Counterfeit luxury goods are a big business in China, and cracking down on copycats can be difficult for brands.
Known for being a big, if not the biggest, producer of counterfeit goods worldwide, there is a reason for concern for goods manufacturers to trade in China. This article provides guidance as to how you can protect your brand in China.
China and Hong Kong are estimated to be the source of 86% of worldwide counterfeit goods with a total worth of about 397 billion USD. But China also has a huge domestic market for fake goods, indeed consumers deliberately want to pay a lower price for goods that look expensive. This type of mindset fuels the production of counterfeit goods.
The sale of counterfeit goods does not only damage consumers but also tarnishes a brand’s image and consumers’ perceptions. It can have a very negative impact on the revenues of the company that owns the brand. While China is both a land of opportunities and challenges for brands, it should be pointed out that important progress have been made in combating counterfeiting and enforcing patents and registered trademarks.
The Chinese government is very aware of the problem of counterfeit goods in China and the Quality Brands Protection Committee (QBPC) based in Shanghai works very closely with the law enforcement authorities in order to carry out regular operations against counterfeiters and illegal vendors.
China counterfeiting is linked with brand culture
In the early 1990s, the counterfeit phenomenon increased quickly in China. During this decade brand culture emerged as the opening of western luxury stores in the country. Fashion brands got hyped and popular, and counterfeits were mean to obtain luxury goods without spending years’ worth of wages. Ever since fakes items have continued to increase in the domestic market of China.
Kinds of Counterfeit Operations
There are 2 major types of counterfeit operations in China.
- The first is legitimate factories that have licenses to produce goods on behalf of brand-name companies.
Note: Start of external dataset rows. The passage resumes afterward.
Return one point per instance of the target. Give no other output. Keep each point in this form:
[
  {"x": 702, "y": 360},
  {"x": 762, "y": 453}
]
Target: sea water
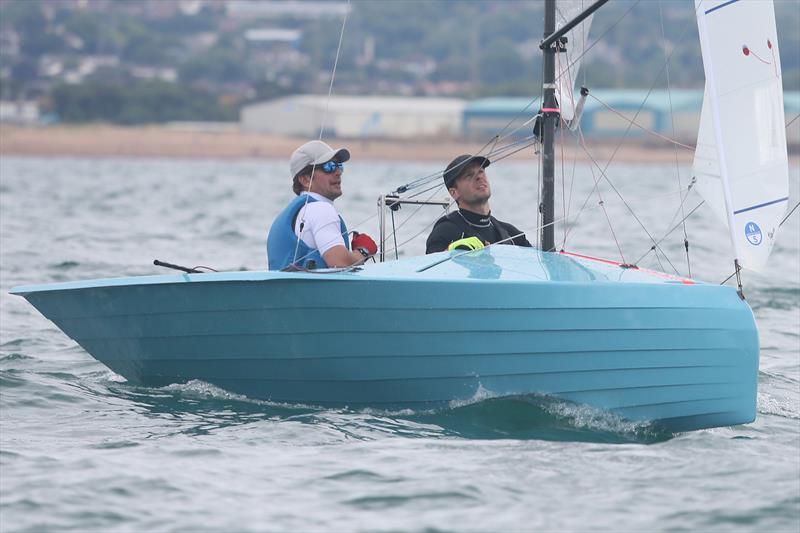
[{"x": 82, "y": 450}]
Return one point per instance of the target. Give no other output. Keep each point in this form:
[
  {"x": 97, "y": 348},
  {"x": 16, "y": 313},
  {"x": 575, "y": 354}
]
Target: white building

It might be a handbag or footwear factory that cranks out the genuine products for one or more labels, then runs a shift that turns sneakers into a counterfeit brand by slapping, say, a Nike logo on products that aren’t really Nike sneakers.
- The second involves underground facilities that make items such as cigarettes and, in some cases, investigators find they are literally underground facilities. Authorities can raid a building, squeeze their way through a 3-by-3-foot opening, and come upon a large piece of equipment used to manufacture cigarettes located in the basement.
Tips to avoid having my counterfeit in China.
Cracking down on counterfeits can be difficult for luxury brands. Copying techniques have improved so much that some counterfeits now look just like the originals. Chinese law enforcement is not much help either. Vendors who get caught are not punished severely and may soon try again. For the counterfeiters, usually the fine is just a cost of doing business. Although Administration authorities are active, the problem is so big, it is difficult to erradicate it.
Here are some steps brands in China can take to guard their interest effectively:
- Chinese law protects intellectual property, but only if a trademark is officially registered. Once the trademark is officially registered in China, legal actions against counterfeits can be taken.
- There are Chinese firms that monitor upcoming international products and register their trademarks so a new Western brand in China may find its trademark already registered and have to hire lawyers to buy it back.
- So, the second thing to do to guard the brand is to get a good local lawyer. Court proceedings and documents are almost all in Chinese, and hearings about IP are especially difficult. A good lawyer will not only help you in court but also investigate counterfeiters and propose strategic moves against them before you get there.
- The next step is the official web store opening supported by Chinese online payment tools. Having own online store with a good user interface and Alipay and WeChat pay support means keeping high-end customers who want authentic products.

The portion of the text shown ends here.